These packages are needed for this assignment:
pkg <- c("ggplot2", "RColorBrewer")
new.pkg <- pkg[!(pkg %in% installed.packages())]
if (length(new.pkg)) {
install.packages(new.pkg)
}
Let us first make sure we are working in a directory we feel
comfortable with. So I will start by changing my working directory to
the one listed below
# Lets check our working directory
getwd()
[1] "C:/Users/antho/OneDrive/Documents/School/4.DataSecurity&Governance"
Let us now read the file and start exploring the dataset
memproc.
mydata1<- read.csv("memproc.csv", header=T)
summary(mydata1)
host proc mem state
Length:247 Min. :-3.1517 Min. :-3.5939 Length:247
Class :character 1st Qu.:-1.2056 1st Qu.:-1.4202 Class :character
Mode :character Median :-0.4484 Median :-0.6212 Mode :character
Mean :-0.4287 Mean :-0.5181
3rd Qu.: 0.3689 3rd Qu.: 0.2413
Max. : 3.1428 Max. : 3.2184
We can see we were succesfull in uploading the memproc.csv data into
a data fram we named “mydata1” which has 4 fields.
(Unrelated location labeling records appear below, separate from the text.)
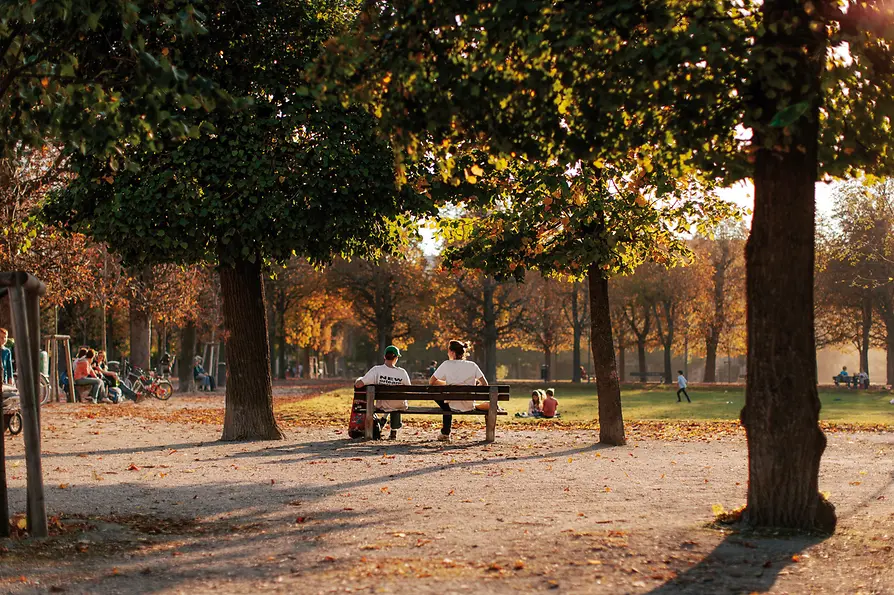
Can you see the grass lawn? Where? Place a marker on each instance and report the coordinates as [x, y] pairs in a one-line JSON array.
[[577, 403]]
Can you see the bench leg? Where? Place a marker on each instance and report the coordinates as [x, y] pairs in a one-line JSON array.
[[491, 421]]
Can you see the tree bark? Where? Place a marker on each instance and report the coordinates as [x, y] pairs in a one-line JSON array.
[[577, 332], [608, 388], [781, 412], [711, 344], [187, 352], [490, 330], [621, 361], [249, 392], [866, 328], [139, 336]]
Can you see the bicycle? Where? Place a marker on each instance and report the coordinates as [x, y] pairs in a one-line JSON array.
[[145, 385]]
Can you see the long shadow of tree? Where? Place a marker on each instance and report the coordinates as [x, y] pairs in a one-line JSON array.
[[741, 563]]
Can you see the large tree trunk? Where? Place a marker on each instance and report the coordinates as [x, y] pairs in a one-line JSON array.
[[577, 331], [867, 327], [641, 357], [781, 412], [608, 388], [139, 336], [889, 346], [187, 352], [490, 330], [711, 344], [621, 361], [249, 400]]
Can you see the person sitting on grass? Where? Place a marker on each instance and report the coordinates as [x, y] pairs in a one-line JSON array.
[[115, 387], [203, 379], [550, 405], [534, 405], [86, 376], [388, 374], [843, 376]]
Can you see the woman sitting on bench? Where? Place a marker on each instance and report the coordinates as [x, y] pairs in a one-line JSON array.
[[457, 371]]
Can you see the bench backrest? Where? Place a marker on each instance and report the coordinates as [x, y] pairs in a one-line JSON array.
[[430, 393]]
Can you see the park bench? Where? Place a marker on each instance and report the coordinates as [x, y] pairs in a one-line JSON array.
[[493, 394], [644, 375]]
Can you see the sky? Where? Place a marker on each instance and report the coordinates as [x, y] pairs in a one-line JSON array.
[[742, 194]]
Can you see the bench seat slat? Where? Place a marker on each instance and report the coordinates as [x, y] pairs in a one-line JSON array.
[[437, 411], [426, 388], [388, 396]]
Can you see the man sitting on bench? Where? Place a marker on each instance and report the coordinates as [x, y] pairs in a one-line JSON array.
[[388, 374], [842, 377]]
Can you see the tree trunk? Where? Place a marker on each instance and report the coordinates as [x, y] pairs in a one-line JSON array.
[[249, 396], [668, 364], [621, 361], [139, 336], [641, 356], [889, 346], [781, 413], [490, 331], [577, 331], [187, 352], [608, 389], [711, 344], [867, 327]]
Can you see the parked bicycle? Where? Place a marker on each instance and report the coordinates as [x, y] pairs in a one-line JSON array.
[[147, 384]]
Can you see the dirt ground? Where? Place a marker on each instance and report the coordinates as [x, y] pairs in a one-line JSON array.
[[150, 502]]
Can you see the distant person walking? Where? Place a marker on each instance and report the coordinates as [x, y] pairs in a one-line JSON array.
[[681, 382]]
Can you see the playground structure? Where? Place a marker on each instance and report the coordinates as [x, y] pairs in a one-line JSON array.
[[24, 292]]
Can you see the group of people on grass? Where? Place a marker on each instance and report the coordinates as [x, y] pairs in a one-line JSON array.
[[859, 380], [455, 371], [91, 370], [543, 403]]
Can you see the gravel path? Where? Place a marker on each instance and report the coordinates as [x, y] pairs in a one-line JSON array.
[[149, 507]]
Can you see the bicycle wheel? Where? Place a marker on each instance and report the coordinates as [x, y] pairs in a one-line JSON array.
[[163, 390], [15, 423], [44, 390]]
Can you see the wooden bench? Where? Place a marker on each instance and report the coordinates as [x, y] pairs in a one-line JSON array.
[[644, 375], [494, 394]]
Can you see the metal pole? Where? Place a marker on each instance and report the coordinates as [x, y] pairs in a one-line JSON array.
[[25, 316]]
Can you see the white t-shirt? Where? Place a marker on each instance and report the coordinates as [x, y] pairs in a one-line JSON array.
[[459, 372], [384, 375]]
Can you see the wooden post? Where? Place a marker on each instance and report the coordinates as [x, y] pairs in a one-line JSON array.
[[4, 498], [71, 395], [370, 410], [491, 422], [26, 321]]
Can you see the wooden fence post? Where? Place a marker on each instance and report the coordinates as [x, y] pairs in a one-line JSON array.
[[370, 410], [26, 322], [491, 424]]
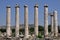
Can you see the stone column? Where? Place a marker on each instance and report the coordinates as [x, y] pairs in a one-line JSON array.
[[55, 24], [26, 20], [52, 27], [36, 19], [46, 21], [17, 20], [8, 29]]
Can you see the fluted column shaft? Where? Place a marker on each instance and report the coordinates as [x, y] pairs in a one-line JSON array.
[[46, 21], [36, 19], [8, 29], [17, 21], [52, 25], [26, 20], [55, 24]]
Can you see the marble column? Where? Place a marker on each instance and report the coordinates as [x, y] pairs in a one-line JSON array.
[[55, 24], [26, 20], [8, 28], [52, 27], [36, 19], [46, 21], [17, 20]]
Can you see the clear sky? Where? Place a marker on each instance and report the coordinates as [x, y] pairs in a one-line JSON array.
[[52, 5]]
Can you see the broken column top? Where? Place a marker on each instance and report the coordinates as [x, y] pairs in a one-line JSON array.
[[25, 5], [17, 6], [8, 6], [36, 5], [45, 5]]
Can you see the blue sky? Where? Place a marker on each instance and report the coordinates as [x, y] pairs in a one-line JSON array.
[[52, 5]]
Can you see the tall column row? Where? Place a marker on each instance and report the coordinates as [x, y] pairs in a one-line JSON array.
[[54, 23]]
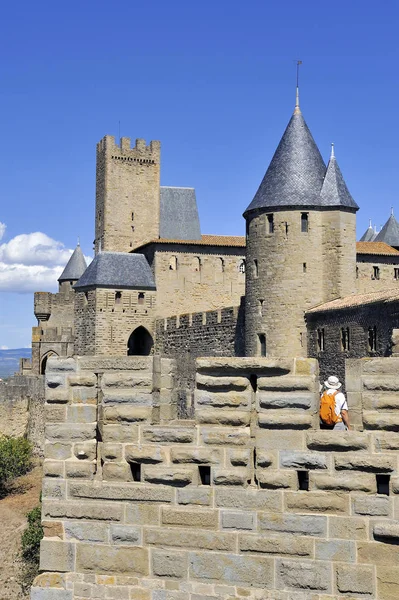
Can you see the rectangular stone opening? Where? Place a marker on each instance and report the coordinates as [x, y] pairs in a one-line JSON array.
[[303, 480], [205, 474], [383, 484], [135, 469]]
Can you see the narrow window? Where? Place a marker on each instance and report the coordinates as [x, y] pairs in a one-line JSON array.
[[205, 474], [345, 340], [303, 480], [320, 339], [372, 339], [135, 469], [256, 272], [304, 222], [383, 484], [262, 344]]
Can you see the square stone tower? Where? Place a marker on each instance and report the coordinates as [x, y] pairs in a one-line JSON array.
[[127, 194]]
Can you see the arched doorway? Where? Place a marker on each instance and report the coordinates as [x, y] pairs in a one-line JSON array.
[[45, 358], [140, 342]]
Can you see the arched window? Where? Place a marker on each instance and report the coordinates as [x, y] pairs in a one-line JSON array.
[[140, 342]]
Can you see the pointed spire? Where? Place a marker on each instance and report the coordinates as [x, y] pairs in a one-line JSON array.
[[75, 267]]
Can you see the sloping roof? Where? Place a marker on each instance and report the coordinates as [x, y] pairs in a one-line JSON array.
[[334, 191], [356, 300], [179, 214], [390, 232], [117, 270], [75, 266], [206, 240], [375, 248], [296, 172]]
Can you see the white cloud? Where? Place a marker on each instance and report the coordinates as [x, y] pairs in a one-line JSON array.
[[31, 262]]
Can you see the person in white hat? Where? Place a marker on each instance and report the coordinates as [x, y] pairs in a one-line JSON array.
[[332, 385]]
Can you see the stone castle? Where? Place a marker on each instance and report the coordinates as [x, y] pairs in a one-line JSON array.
[[183, 455]]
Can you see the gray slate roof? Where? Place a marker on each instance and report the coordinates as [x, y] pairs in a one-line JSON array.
[[389, 233], [75, 266], [334, 191], [179, 218], [120, 270]]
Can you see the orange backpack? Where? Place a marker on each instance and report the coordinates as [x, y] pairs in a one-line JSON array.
[[327, 409]]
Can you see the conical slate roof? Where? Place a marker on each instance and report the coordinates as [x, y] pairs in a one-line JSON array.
[[368, 235], [389, 233], [334, 191], [75, 266], [296, 172]]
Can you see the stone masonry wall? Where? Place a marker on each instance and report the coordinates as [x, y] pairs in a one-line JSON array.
[[248, 500]]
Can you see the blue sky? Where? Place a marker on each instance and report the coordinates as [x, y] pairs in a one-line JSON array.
[[214, 81]]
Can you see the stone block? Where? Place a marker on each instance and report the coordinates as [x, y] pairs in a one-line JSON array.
[[348, 528], [303, 460], [204, 519], [99, 511], [86, 532], [357, 579], [234, 418], [277, 480], [81, 413], [237, 476], [237, 520], [286, 400], [372, 506], [370, 463], [57, 450], [169, 435], [112, 491], [127, 414], [190, 538], [95, 558], [198, 496], [317, 502], [39, 593], [238, 458], [335, 550], [308, 525], [123, 534], [195, 455], [346, 483], [249, 499], [168, 475], [142, 514], [292, 546], [70, 432], [339, 441], [231, 568], [282, 420], [387, 583], [120, 433], [307, 576], [169, 564], [56, 555], [218, 436], [144, 454]]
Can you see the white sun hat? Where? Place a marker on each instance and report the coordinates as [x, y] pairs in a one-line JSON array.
[[333, 383]]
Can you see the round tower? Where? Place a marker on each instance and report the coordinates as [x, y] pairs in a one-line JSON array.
[[301, 244]]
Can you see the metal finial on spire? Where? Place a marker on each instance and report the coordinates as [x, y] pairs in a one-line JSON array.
[[297, 109]]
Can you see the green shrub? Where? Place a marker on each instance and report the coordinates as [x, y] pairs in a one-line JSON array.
[[15, 458]]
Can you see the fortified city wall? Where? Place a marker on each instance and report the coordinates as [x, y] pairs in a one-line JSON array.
[[247, 500]]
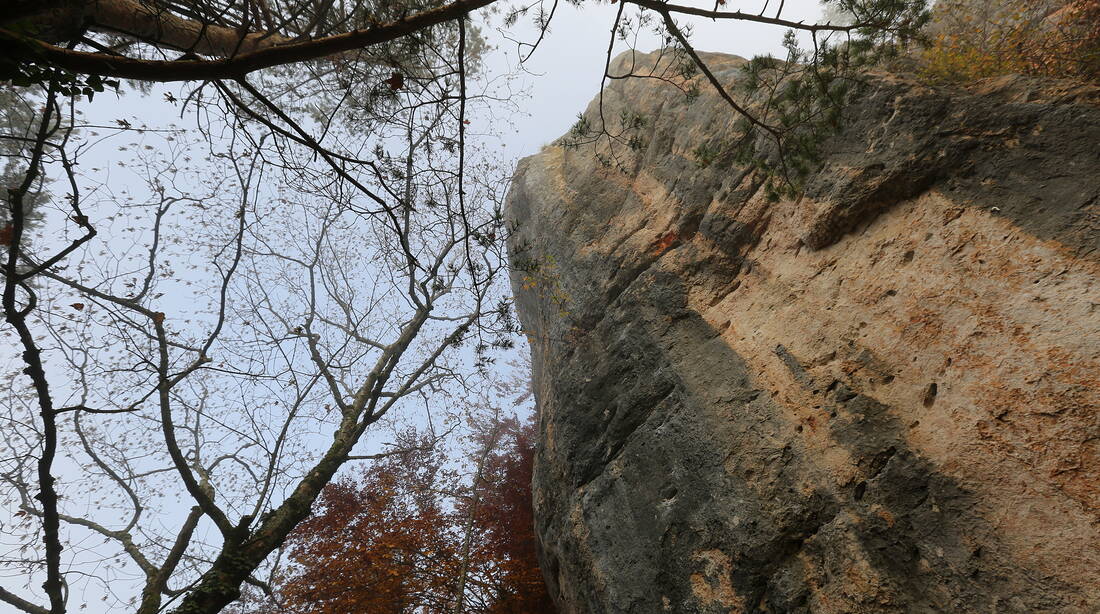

Lets get more info on
the dataset by using the head function and inspecting the colomns and
top 6 rows.
head(mydata1)
We can see that There are two fields (“host” & “state”) that look
like characters and two fields (“proc” & “mem”) that look like
numeric data under the dbl data type
In order to explore this dataset more in detail, let us create a plot
to compare the processor and memory usage, and differentiate it based on
the malware state.
# you will see that we use the ggplot function to create graph comparing the proc(x) and mem(y) fields and set the details/legend of the "state" field by color.
library(ggplot2)
Warning: package ‘ggplot2’ was built under R version 4.2.1
gg <- ggplot(mydata1, aes(proc, mem, color=state))
gg <- gg + scale_color_brewer(palette="Set2") # we can change the color here
gg <- gg + geom_point(size=3) + theme_bw() # we can change the size of the dots here
print(gg)

I sugest you to create now a new graph but this time including the
title in the chart. The title would be “Memory vs Processor Usage as
function of the Malaware state”.
# We print the original plot (gg), adding the string title we want by inserting it using the ggplot2 function ggtitle()
print(gg + ggtitle("Memory vs Processor Usage as function of the Malware state"))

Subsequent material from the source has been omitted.